Mortgage Loan Rates Mixed, Applications Increased Last Week

July 11, 2018 by Paul Ausick

The Mortgage Bankers Association (MBA) released its weekly report on mortgage applications Wednesday morning, noting an increase of 2.5% in the group’s seasonally adjusted composite index for the week ending July 6. Mortgage loan rate movements were mixed last week.

Mortgage loan rates ticked down last week, with the 30-year fixed rate loan ending the week right where it began, at 4.65%, according to Mortgage News Daily. The yield on 10-year Treasury bonds rose to just over 2.87% on Tuesday, an increase of 0.01 percentage point week over week.

On an unadjusted basis, the MBA’s composite index decreased by 18% week over week.
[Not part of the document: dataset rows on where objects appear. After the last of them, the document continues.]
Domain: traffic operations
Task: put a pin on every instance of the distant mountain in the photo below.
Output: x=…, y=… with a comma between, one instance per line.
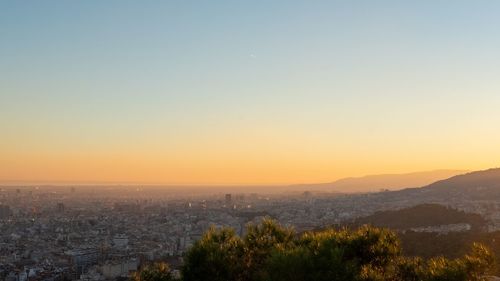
x=375, y=183
x=480, y=185
x=423, y=215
The seasonally adjusted purchase index increased by 7% compared with the week ended June 29. The unadjusted purchase index decreased by 15% for the week and was 8% higher year over year. The numbers include an adjustment for the shortened holiday week.

The MBA’s refinance index decreased by 4% week over week, and the percentage of all new applications that were seeking refinancing fell from 37.2% to 34.8%, the lowest level since August 2008.

Adjustable rate mortgage loans accounted for 6.3% of all applications, down from 6.7% in the prior week.

According to the MBA, last week’s average mortgage loan rate for a conforming 30-year fixed-rate mortgage slipped from 4.79% 4.76%. The rate for a jumbo 30-year fixed-rate mortgage dipped from 4.71% to 4.68%. The average interest rate for a 15-year fixed-rate mortgage decreased from 4.22% to 4.18%.

The contract interest rate for a 5/1 adjustable rate mortgage loan increased from 4.03% to 4.13%, the highest level in the history of the MBA survey. Rates on a 30-year FHA-backed fixed-rate loan rose from 4.78% to 4.80%.